The moon was incredibly bright for our final couple hours. About an hour from the top, the surreal moonlight only added to the erie moment when I suddenly heard the frantic words "Oh No! Oh No! Oh No!" from the dark shadowy trail up ahead. A soldier was down. After stopping briefly to assess, we had no other option but to continue upward. Finally, at 2000 hours, after 14 hours and 48 miles, we were done. We made it with 19 surviving members of our toe platoon.

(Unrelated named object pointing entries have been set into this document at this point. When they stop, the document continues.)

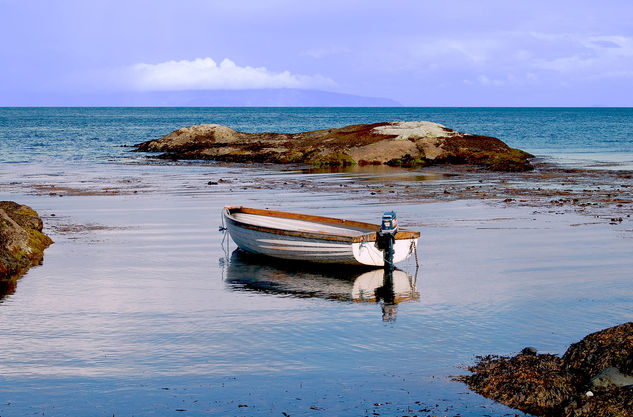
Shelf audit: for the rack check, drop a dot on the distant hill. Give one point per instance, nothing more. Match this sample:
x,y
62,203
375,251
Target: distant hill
x,y
285,97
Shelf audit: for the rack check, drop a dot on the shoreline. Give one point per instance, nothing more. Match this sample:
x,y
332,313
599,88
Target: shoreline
x,y
485,261
605,195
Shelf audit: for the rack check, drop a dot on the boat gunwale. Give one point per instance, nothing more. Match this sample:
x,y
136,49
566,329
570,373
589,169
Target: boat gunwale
x,y
365,237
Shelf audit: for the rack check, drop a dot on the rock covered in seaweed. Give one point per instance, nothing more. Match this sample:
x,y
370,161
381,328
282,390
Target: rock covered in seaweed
x,y
406,144
548,385
22,242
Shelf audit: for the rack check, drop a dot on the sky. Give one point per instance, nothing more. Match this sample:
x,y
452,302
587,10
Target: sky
x,y
415,52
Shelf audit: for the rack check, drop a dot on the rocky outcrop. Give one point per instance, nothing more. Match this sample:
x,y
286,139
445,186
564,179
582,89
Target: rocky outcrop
x,y
22,242
591,378
405,144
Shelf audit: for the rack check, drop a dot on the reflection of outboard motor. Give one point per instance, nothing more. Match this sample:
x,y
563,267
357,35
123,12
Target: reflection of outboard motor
x,y
386,237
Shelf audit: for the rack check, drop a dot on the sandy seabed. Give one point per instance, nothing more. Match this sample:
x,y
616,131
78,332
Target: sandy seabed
x,y
137,309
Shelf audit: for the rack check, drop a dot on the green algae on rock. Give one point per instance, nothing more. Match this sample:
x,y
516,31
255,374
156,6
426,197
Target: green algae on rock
x,y
548,385
404,144
22,242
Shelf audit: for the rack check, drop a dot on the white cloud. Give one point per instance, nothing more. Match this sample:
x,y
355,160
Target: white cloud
x,y
205,74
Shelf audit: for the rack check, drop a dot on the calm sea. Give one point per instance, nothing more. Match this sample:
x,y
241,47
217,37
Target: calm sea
x,y
139,309
589,136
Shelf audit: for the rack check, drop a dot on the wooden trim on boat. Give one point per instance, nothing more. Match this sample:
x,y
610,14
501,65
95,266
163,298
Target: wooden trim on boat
x,y
369,236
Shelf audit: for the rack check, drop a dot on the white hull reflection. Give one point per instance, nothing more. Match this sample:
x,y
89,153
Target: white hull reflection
x,y
248,272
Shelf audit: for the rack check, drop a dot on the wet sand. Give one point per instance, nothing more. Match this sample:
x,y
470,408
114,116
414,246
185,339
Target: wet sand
x,y
135,310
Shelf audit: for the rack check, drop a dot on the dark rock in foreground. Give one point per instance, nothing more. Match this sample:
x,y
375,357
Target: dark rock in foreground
x,y
22,242
405,144
589,380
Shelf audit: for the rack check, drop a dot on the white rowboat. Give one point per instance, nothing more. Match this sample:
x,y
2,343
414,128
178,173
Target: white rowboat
x,y
303,237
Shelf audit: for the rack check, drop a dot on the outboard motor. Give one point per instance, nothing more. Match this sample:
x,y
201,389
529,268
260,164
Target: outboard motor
x,y
386,237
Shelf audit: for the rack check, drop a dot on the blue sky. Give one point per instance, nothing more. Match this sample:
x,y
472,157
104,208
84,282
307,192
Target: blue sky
x,y
419,53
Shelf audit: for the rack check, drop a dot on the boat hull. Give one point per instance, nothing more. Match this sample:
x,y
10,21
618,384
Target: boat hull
x,y
358,247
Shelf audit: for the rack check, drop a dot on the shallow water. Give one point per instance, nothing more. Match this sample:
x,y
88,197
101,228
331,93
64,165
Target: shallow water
x,y
142,312
140,309
102,135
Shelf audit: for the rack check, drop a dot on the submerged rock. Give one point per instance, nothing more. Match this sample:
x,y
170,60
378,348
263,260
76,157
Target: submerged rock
x,y
22,242
405,144
548,385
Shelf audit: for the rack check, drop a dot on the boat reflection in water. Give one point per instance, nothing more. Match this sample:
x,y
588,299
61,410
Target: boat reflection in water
x,y
248,272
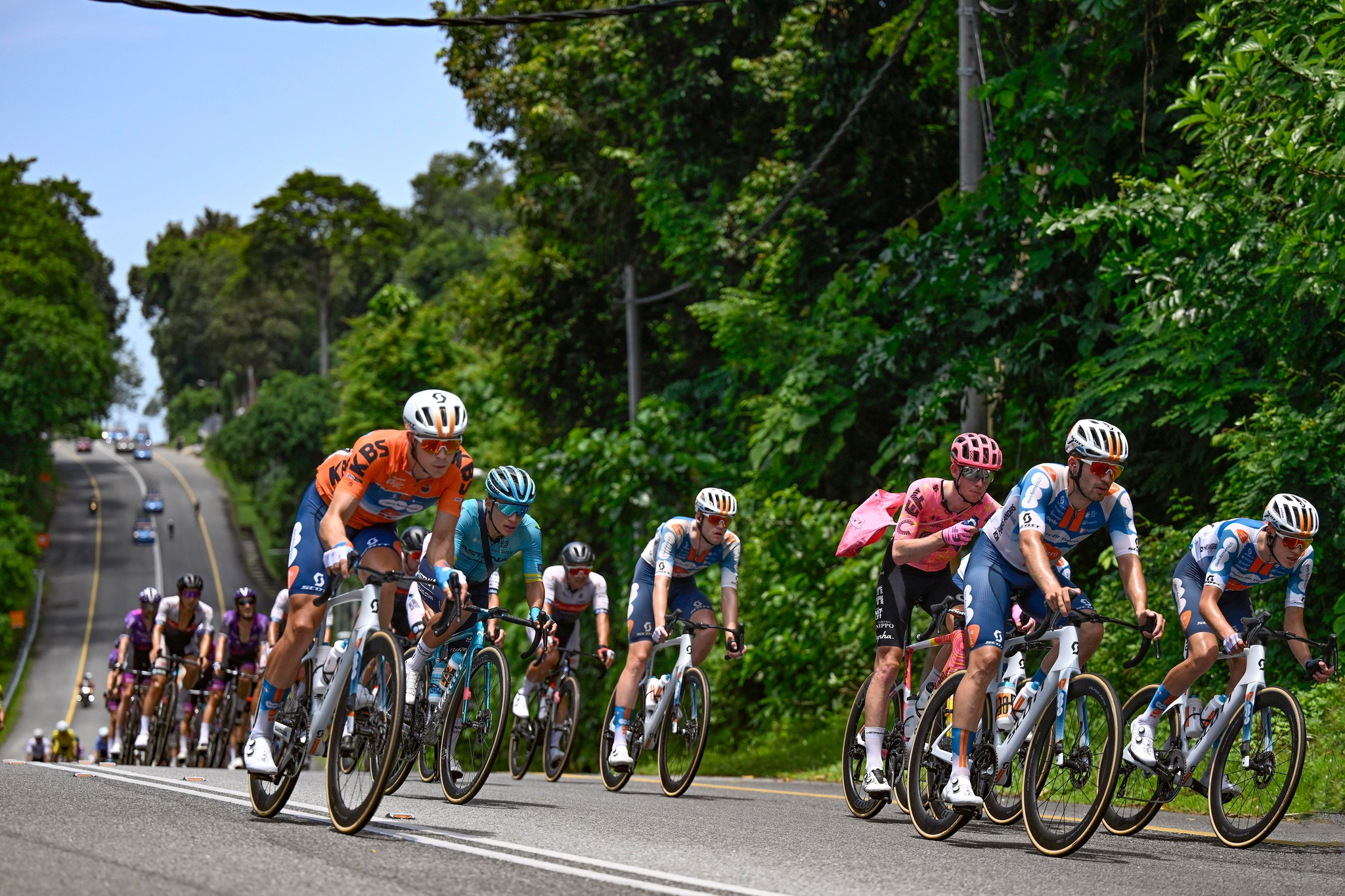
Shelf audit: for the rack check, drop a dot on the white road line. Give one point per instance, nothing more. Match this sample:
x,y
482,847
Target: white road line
x,y
141,481
403,830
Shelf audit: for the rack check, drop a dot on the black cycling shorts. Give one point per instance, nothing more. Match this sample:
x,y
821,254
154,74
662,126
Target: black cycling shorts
x,y
900,590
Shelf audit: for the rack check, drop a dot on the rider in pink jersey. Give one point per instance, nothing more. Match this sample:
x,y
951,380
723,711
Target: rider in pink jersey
x,y
938,519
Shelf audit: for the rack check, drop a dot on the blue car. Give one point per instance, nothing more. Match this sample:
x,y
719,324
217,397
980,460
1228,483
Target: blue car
x,y
144,532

And the 20th? Well, he popped. An hour from the end and the blister that had gradually been forming under the toenail finally burst forth with a gush of blister-fluid. Eww. Gross.

After it was all over standing on the South Rim once again in the darkness.

Sunday, November 18, 2007

Cyclocross recap and then some...

Unfortunately, the cross season is now officially over here in these parts, but in many other areas, it will continue on for the next month and for those fortunate to be going on to the world championships, it may go on through January. Whew... That would be a looooong cross season!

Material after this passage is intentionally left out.